Moth and Rust

Mary Cholmondeley

Moth and Rust
by Mary Cholmondeley
Chapter 1
"Lay not up for yourselves treasures upon earth, where moth and rust doth corrupt, and where thieves break through and steal."
The Vicar gave out the text, and proceeded to expound it. The little congregation settled down peacefully to 'listen. Except four of their number, the "quality" in the carved Easthope pew, none of them had much treasure on earth. Their treasure for the greater part consisted of a pig, that was certainly being "laid up" to meet the rent at Christmas. But there would hardly be time for moth and rust to get into it before its secluded life should migrate into flitches and pork pies. Not that the poorest of Mr. Long's parishioners had any fear of such an event, for they never associated his sermons with anything to do with themselves, except on one occasion when the good man had preached earnestly against drunkenness, and a respectable widow had ceased to attend divine service in consequence, because, as she observed, she was not going to be spoken against like that by any one, be they who they may, after all the years she had been "on the teetotal."
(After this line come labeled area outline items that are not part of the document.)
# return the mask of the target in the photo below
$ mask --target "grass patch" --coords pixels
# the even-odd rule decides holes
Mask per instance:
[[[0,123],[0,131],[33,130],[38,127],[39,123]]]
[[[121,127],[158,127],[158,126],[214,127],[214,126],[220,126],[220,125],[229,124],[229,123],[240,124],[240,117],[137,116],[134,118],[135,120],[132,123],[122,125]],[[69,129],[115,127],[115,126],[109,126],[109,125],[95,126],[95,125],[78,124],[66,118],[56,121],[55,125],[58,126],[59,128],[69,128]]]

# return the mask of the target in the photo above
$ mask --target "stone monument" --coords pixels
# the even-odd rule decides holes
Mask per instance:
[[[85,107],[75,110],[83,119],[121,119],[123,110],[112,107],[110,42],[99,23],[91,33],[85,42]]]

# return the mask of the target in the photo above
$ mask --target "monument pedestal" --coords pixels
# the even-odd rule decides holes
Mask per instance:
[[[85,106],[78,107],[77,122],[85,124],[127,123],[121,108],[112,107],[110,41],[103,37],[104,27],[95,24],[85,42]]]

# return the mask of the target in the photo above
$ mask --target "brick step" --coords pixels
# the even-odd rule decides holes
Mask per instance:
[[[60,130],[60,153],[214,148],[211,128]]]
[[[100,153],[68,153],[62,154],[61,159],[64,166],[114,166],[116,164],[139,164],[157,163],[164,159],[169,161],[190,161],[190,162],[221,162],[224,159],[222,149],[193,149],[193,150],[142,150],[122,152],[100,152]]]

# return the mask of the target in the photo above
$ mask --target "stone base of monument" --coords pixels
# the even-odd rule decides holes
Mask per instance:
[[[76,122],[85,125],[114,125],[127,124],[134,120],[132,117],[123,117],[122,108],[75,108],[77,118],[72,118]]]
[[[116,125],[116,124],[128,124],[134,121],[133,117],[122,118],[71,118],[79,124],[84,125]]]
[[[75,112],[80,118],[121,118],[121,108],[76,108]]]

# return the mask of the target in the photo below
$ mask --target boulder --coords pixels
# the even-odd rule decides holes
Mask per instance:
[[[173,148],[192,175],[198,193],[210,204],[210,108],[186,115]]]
Perhaps the two farmers who had driven over resplendent wives in dogcarts had treasure on earth. They certainly had money in the bank at Mudbury, for they were to be seen striding in gaiters on market-day to draw it out. But then it was well known that thieves did not break through into banks and steal. Banks sometimes broke of themselves, but not often.
On the whole, the congregation was at its ease. It felt that the text was well chosen, and that it applied exclusively to the four occupants of "the Squire's" pew.
The hard-worked Vicar certainly had no treasure on earth, if you excepted his principal possessions, namely, his pale wife and little flock of rosy children, and these, of course, were only encumbrances. Had they not proved to be so? For his cousin had promised him the family living, and would certainly have kept that promise when it became vacant, if the wife he had married in the interval had not held such strong views as to a celibate clergy.
The Vicar was a conscientious man, and the conscientious are seldom concise.
"He held with all his tedious might,
The mirror to the mind of God."
There was no doubt he was tedious, and it was to be hoped that the portion of the Divine mind not reflected in the clerical mirror would compensate somewhat for His more gloomy attributes as shown therein.
Mrs. Trefusis, "Squire's" mother, an old woman with a thin, knotted face like worn-out elastic, sat erect throughout the service. She had the tight-lipped, bitter look of one who has coldly appropriated as her due all the good things of life, who has fiercely rebelled against every untoward event, and who now in old age offers a passive, impotent resistance to anything that suggests a change. She had had an easy, comfortable existence, but her life had gone hard with her, and her face showed it.
Near her were the two guests who were staying at Easthope. The villagers looked at the two girls with deep interest. They had made up their minds that "the old lady had got 'em in to see if Squire could fancy one of 'em."
Lady Anne Varney, who sat next to Mrs. Trefusis, was a graceful, small-headed woman of seven-and-twenty, delicately featured, pale, exquisitely dressed, with the indefinable air of a finished woman of the world, and with the reserved, disciplined manner of a woman accustomed to conceal her feelings from a world in which she had lived too much, in which she has been knocked about too much, and which has not gone too well with her. If Anne attended to the sermon--and she appeared to do so--she was the only person in the Easthope pew who did.
No; the other girl, Janet Black, was listening too, now and then, catching disjointed sentences with no sense in them, as one hears a few shouted words in a high wind.
Ah me! Janet was beautiful. Even Mrs. Trefusis was obliged to own it, though she did so grudgingly, and added bitterly that the girl had no breeding. It was true. Janet had none. The beauty rested upon her as it rests on a dove's neck, varying with every movement, every turn of the head. She was quite motionless now, her rather large, ill-gloved hands in her lap. Janet was a still woman. She had no nervous movements. She did not twine her muff-chain round her fingers as Anne did. Anne looked at her now and then, and wondered whether she--Anne--would have been more successful in life if she had entered the arena armed with such beauty as Janet's.